Di fronte, poi, a chi elimina un figlio non voluto c'è chi fai i salti mortali quintupli per averne uno a tutti i costi, e ne ha «diritto», anche se omo, anche se deve farselo fabbricare su misura da terze gestatrici. Ed è, mi si permetta, quasi patetico aggrapparsi a statistiche che dimostrano quanto faccia male la pillola del giorno dopo, quanto l'utero in affitto sia periglioso per le donne indiane, quanto la cannabis frigga il cervello e lamentele del genere. Certo, portare anche una sola persona a ragionare è lodevole e va fatto, ci mancherebbe.
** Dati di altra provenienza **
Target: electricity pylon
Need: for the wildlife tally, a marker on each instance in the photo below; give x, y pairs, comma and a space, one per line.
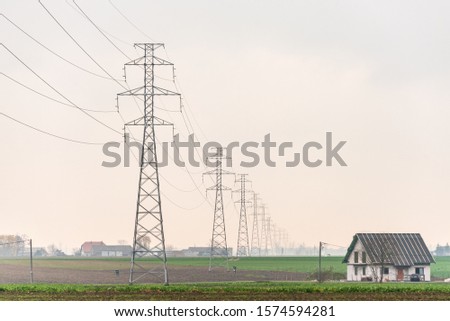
255, 248
219, 250
263, 231
269, 235
242, 248
148, 239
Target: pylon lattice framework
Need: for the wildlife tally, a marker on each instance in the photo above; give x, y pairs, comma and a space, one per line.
263, 231
242, 248
148, 239
255, 246
219, 250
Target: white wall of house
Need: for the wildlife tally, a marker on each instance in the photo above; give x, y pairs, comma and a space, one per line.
112, 253
357, 271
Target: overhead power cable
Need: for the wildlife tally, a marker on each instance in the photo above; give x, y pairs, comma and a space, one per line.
59, 93
99, 30
52, 51
53, 99
129, 21
79, 46
48, 133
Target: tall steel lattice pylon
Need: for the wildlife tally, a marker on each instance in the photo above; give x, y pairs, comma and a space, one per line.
219, 250
263, 231
269, 236
148, 260
255, 246
242, 248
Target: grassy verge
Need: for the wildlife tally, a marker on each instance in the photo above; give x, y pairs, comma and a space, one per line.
230, 291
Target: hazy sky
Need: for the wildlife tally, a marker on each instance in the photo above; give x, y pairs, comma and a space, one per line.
375, 74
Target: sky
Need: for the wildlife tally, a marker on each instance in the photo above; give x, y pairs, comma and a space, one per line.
374, 74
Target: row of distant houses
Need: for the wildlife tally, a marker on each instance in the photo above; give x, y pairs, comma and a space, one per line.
370, 256
99, 248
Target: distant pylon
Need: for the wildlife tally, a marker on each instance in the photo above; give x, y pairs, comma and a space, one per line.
148, 239
269, 236
255, 248
242, 248
263, 231
219, 250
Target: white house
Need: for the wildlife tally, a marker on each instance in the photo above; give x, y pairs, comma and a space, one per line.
392, 256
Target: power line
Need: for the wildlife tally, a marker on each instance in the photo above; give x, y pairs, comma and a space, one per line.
79, 46
51, 51
59, 93
129, 21
53, 99
99, 30
48, 133
108, 33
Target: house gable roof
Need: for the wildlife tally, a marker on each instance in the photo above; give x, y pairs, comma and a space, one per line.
399, 249
87, 246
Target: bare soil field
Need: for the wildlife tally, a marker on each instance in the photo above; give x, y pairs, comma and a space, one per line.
14, 274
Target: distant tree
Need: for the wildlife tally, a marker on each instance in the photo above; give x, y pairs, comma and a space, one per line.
51, 249
76, 251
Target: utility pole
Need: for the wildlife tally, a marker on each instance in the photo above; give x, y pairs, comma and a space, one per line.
242, 243
219, 249
256, 248
148, 239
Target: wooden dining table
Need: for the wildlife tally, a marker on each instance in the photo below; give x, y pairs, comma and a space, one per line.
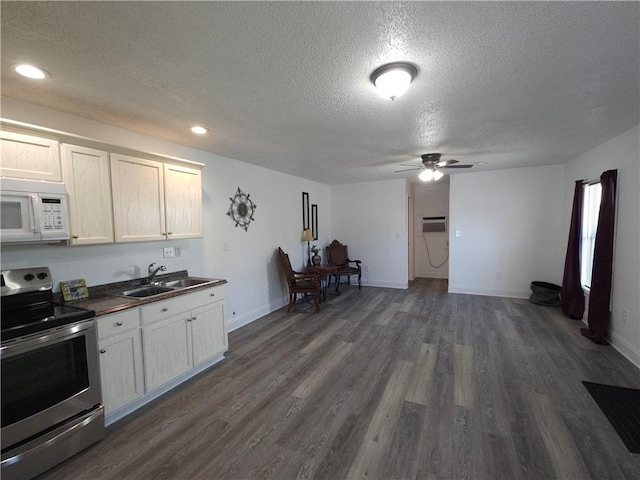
325, 271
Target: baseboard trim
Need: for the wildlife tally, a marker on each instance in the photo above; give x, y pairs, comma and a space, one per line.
443, 276
626, 349
254, 315
384, 284
488, 292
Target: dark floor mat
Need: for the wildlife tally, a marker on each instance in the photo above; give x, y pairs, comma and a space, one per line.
621, 406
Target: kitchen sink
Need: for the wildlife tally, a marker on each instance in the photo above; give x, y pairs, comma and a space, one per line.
144, 292
183, 282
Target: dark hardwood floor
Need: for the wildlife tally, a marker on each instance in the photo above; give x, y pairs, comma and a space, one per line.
384, 384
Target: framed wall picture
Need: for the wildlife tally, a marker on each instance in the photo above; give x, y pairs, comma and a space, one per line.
314, 221
306, 223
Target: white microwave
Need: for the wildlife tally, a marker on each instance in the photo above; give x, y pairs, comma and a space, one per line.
33, 211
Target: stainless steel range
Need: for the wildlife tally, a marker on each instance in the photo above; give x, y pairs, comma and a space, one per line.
51, 397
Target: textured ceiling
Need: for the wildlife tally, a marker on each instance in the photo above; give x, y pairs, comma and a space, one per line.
285, 85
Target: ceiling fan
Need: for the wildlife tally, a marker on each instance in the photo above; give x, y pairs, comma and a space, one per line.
431, 164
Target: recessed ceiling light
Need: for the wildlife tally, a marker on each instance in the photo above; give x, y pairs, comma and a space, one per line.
30, 71
393, 79
198, 130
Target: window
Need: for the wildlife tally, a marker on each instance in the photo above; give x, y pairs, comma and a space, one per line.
590, 210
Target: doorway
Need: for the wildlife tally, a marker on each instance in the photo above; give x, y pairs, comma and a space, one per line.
429, 231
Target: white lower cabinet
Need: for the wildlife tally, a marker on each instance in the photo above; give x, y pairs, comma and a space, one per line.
146, 351
181, 333
120, 359
208, 332
166, 351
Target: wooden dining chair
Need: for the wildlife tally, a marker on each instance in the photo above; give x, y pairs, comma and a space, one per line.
299, 282
338, 255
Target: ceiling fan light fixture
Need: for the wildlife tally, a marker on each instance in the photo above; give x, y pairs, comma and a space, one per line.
31, 71
393, 79
199, 130
426, 175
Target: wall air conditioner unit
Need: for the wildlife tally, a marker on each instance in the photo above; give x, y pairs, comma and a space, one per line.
434, 225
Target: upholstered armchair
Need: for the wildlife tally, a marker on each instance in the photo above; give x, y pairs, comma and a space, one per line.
299, 282
338, 256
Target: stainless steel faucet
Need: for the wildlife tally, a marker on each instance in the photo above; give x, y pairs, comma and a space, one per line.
153, 272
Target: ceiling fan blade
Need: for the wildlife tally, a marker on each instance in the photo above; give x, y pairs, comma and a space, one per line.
456, 166
445, 163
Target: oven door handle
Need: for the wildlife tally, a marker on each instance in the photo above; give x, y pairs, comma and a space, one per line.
45, 338
32, 458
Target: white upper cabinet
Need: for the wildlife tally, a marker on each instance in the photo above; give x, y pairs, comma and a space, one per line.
138, 199
26, 156
86, 175
154, 200
183, 201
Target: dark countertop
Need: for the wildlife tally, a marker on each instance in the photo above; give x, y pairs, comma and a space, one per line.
103, 303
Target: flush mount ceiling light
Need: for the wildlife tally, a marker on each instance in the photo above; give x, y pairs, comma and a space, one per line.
429, 174
31, 71
198, 130
393, 79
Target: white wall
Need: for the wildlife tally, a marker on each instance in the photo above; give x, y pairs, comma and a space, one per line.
621, 153
371, 219
249, 263
512, 230
430, 200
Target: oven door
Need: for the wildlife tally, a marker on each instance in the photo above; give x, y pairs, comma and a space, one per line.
19, 217
48, 379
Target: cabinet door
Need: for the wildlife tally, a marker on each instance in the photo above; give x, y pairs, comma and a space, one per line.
86, 175
25, 156
138, 199
167, 351
209, 332
121, 370
183, 201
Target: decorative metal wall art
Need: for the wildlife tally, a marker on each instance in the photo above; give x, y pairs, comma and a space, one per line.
241, 209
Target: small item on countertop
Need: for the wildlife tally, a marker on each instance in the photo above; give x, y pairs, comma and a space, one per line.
74, 289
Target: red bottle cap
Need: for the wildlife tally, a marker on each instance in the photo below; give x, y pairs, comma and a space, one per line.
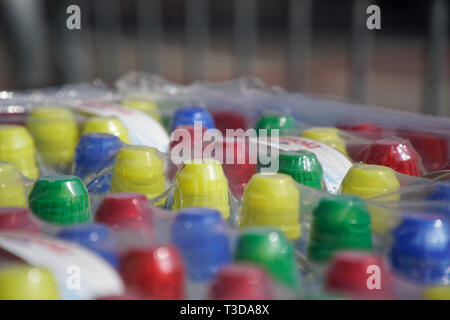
241, 282
242, 167
433, 150
397, 154
157, 273
17, 219
366, 130
360, 275
228, 119
124, 209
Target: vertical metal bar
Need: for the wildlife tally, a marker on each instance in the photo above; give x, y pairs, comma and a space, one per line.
197, 34
71, 47
25, 19
245, 34
150, 33
434, 89
108, 36
362, 43
300, 28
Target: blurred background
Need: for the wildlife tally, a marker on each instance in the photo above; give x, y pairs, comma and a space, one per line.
319, 47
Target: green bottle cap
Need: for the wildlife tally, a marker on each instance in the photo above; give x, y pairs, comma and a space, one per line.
340, 222
269, 248
275, 121
303, 166
60, 200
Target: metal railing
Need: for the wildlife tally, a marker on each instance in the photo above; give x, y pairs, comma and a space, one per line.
73, 50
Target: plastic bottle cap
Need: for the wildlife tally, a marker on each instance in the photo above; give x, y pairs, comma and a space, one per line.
157, 273
12, 186
437, 293
327, 135
241, 282
272, 200
229, 119
433, 150
17, 219
189, 115
339, 222
202, 183
421, 249
303, 166
17, 146
111, 125
360, 275
125, 209
60, 200
200, 236
139, 169
55, 132
282, 122
397, 154
94, 151
146, 106
23, 282
446, 166
96, 237
269, 249
243, 165
439, 199
369, 181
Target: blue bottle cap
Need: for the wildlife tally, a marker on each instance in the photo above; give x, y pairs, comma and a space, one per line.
93, 152
94, 236
188, 115
200, 236
421, 249
439, 199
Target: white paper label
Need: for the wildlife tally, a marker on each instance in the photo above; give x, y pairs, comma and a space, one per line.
66, 260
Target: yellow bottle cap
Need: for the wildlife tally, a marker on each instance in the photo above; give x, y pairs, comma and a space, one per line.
327, 135
368, 181
23, 282
202, 183
12, 187
111, 125
139, 169
146, 106
17, 146
437, 293
272, 200
55, 132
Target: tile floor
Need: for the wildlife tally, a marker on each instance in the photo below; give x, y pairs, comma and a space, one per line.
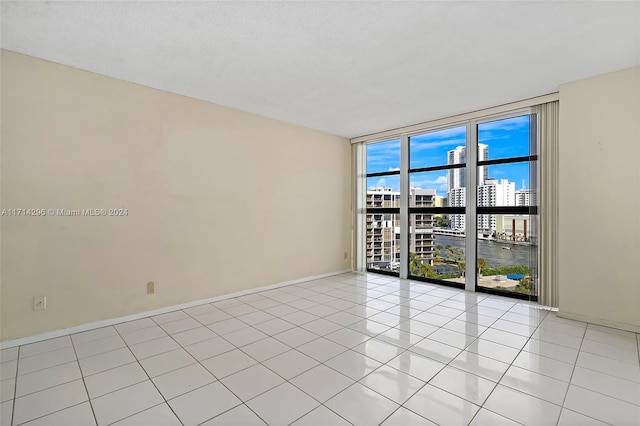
350, 349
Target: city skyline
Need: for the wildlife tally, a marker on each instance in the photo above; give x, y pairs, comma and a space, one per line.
505, 138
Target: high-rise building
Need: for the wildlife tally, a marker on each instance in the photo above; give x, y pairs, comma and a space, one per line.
493, 193
457, 180
421, 224
526, 197
383, 230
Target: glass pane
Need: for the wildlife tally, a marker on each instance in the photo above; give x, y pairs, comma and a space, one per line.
383, 242
508, 256
383, 196
507, 185
383, 156
436, 182
435, 253
438, 148
384, 184
504, 138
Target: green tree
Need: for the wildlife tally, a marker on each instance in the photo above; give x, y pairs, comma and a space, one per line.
438, 253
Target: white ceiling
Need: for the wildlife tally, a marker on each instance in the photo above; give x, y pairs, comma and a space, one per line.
347, 68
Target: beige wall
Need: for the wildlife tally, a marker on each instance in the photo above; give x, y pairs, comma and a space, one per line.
600, 199
218, 200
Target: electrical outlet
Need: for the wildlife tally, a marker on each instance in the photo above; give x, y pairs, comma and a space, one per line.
40, 303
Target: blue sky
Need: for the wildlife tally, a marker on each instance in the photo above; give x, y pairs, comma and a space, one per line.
505, 138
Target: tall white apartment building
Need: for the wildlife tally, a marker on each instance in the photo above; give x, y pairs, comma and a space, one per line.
526, 197
457, 182
494, 193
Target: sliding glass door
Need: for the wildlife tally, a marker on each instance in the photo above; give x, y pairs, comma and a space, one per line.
437, 179
457, 205
383, 207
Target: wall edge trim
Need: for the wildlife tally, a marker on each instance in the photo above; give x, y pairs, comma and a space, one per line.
145, 314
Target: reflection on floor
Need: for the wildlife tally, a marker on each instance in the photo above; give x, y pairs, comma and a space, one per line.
353, 348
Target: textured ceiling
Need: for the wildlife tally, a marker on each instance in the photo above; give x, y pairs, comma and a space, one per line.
347, 68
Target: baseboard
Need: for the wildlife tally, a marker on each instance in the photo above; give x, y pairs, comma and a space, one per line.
145, 314
600, 321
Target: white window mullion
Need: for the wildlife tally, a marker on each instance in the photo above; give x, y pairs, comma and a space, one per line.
404, 206
471, 193
359, 206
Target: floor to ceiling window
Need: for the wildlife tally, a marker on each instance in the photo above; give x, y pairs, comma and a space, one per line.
437, 178
507, 246
483, 239
383, 207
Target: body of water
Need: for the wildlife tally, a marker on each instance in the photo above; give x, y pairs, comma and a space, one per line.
491, 251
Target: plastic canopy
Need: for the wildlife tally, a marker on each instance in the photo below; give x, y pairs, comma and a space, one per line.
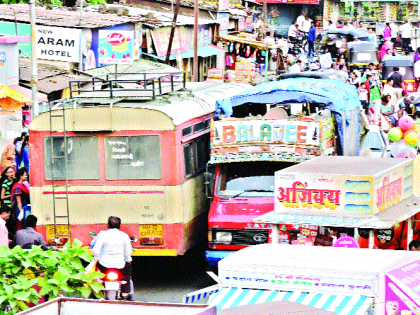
334, 95
360, 34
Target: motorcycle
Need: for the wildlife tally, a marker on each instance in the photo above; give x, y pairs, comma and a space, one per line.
113, 277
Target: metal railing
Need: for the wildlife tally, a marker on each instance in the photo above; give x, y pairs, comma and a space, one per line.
146, 85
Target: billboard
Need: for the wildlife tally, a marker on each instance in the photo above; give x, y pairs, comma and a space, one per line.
116, 47
58, 43
9, 64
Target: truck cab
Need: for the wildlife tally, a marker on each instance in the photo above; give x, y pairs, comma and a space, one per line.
261, 131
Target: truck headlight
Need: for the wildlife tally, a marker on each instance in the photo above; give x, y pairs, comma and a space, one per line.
223, 237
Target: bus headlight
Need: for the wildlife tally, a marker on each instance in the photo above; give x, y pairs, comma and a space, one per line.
223, 237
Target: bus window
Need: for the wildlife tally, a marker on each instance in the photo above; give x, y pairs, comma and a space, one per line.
82, 157
196, 155
133, 157
189, 159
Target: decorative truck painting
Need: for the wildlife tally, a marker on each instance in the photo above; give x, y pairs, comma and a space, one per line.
115, 47
271, 127
57, 43
332, 193
236, 140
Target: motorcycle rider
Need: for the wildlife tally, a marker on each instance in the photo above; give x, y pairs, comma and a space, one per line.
113, 251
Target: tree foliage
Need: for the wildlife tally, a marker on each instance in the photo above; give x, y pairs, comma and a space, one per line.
54, 271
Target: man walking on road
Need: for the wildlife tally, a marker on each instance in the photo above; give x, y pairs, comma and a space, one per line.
311, 40
405, 30
28, 236
113, 251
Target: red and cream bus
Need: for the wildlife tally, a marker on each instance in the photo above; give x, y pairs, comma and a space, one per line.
140, 161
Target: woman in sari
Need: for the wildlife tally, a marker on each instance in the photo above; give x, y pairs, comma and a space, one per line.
20, 195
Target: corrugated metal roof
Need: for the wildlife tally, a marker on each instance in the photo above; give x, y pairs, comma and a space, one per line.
203, 51
63, 16
201, 102
165, 18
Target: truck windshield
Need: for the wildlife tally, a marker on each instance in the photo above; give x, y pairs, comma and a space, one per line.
248, 179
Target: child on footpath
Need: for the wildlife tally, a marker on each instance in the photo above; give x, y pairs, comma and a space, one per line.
363, 96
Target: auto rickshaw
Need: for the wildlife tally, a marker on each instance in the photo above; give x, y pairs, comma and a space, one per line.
361, 54
335, 37
406, 66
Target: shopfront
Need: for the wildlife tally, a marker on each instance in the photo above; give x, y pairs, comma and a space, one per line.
281, 13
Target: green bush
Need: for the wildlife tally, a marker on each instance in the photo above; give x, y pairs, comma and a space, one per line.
55, 271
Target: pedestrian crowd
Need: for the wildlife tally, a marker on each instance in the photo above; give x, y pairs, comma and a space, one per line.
14, 193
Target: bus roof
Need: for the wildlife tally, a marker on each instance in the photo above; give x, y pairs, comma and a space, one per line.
163, 113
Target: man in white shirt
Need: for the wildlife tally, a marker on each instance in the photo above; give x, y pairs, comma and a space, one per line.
394, 32
300, 20
293, 31
325, 59
405, 30
113, 251
296, 68
306, 24
4, 233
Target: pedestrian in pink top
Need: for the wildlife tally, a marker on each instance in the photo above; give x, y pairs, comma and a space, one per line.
4, 233
387, 32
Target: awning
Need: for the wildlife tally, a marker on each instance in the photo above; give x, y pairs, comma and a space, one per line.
28, 93
203, 51
383, 220
6, 91
340, 304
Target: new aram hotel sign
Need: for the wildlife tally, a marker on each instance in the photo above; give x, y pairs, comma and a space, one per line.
57, 43
338, 194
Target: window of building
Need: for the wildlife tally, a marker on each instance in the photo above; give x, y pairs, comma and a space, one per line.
196, 155
133, 157
82, 158
186, 131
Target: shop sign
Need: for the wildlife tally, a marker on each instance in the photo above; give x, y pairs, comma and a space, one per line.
215, 75
9, 64
223, 5
58, 43
305, 241
260, 156
291, 1
241, 24
347, 242
243, 131
248, 24
396, 299
273, 280
223, 19
335, 194
244, 71
115, 47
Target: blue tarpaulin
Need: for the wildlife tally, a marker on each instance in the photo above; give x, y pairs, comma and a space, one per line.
334, 95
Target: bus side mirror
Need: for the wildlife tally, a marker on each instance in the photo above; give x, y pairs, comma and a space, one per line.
208, 183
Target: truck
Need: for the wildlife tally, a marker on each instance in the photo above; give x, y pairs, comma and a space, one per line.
265, 129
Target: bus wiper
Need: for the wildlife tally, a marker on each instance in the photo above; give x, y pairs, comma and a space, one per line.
251, 190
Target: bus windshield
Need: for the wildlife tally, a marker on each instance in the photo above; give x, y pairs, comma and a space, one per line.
248, 179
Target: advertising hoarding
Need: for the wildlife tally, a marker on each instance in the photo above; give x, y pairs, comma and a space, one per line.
337, 193
58, 43
115, 47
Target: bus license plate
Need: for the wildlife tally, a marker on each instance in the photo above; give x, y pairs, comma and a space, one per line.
62, 229
151, 234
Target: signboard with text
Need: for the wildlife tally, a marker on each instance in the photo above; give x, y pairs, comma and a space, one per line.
115, 47
58, 43
236, 140
9, 64
290, 282
337, 194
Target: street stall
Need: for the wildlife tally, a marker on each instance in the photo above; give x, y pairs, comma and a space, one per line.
246, 48
11, 103
71, 306
342, 280
354, 192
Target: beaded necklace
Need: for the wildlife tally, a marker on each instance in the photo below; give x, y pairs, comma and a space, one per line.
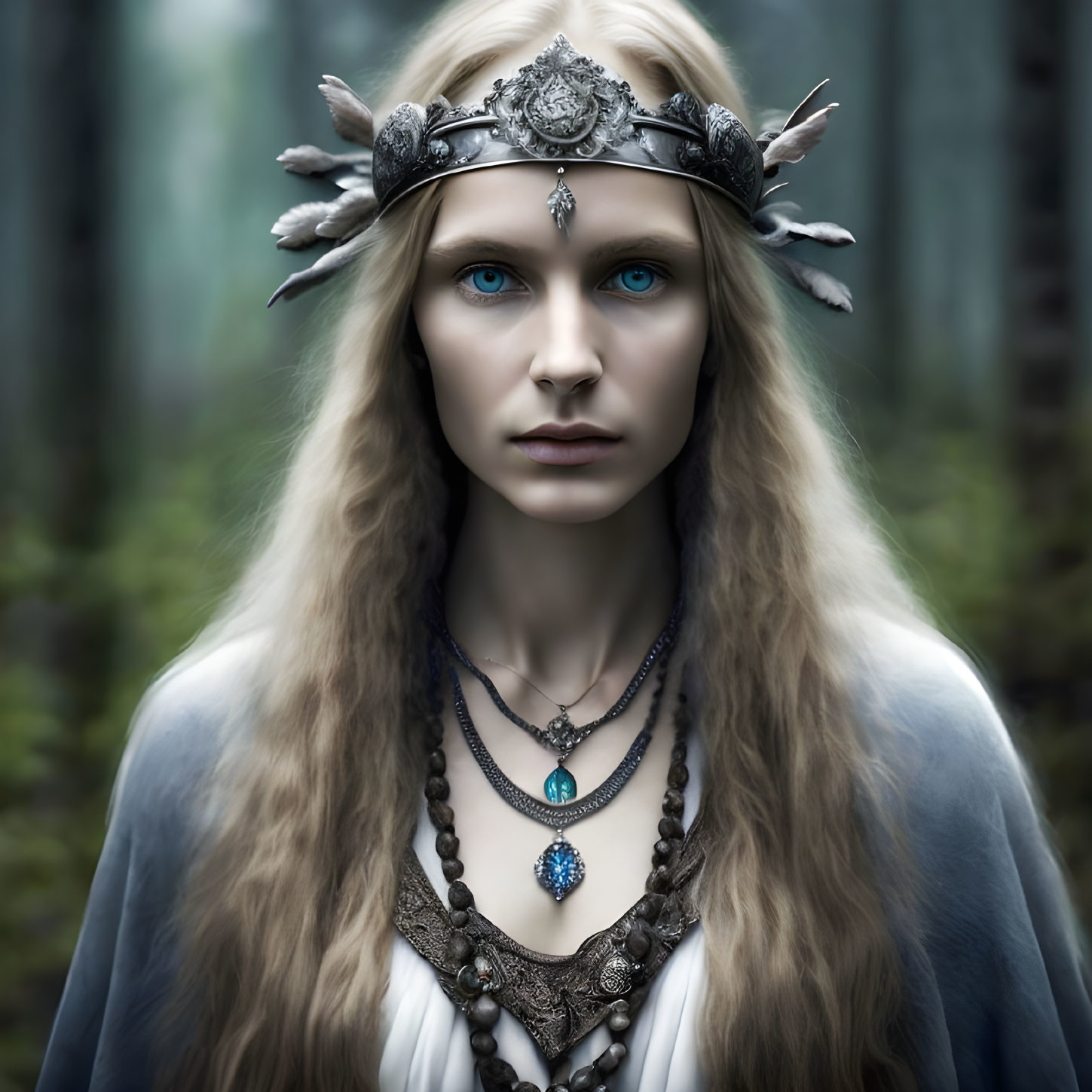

Ma quel che ormai ci si è spalancato di fronte è un mondo in cui il liberalismo è arrivato alle sue estreme, e coerenti, conseguenze: ognuno ha il «diritto» di fare quel che gli pare e che il portafogli gli consente. E chi ha qualcosa da obiettare è meglio per lui se tace, sennò c'è prima la gogna, poi, se insiste, il linciaggio con annessa morte civile, e infine la galera (per ora). Sì, perché i padri del liberalismo erano i giacobini, padri anche dell'«antifa» e del «cancel culture», con tanto di abbattimento di statue, sostituzione di calendario e di vocabolario. E in fondo alla discesa liberale c'è il Terrore.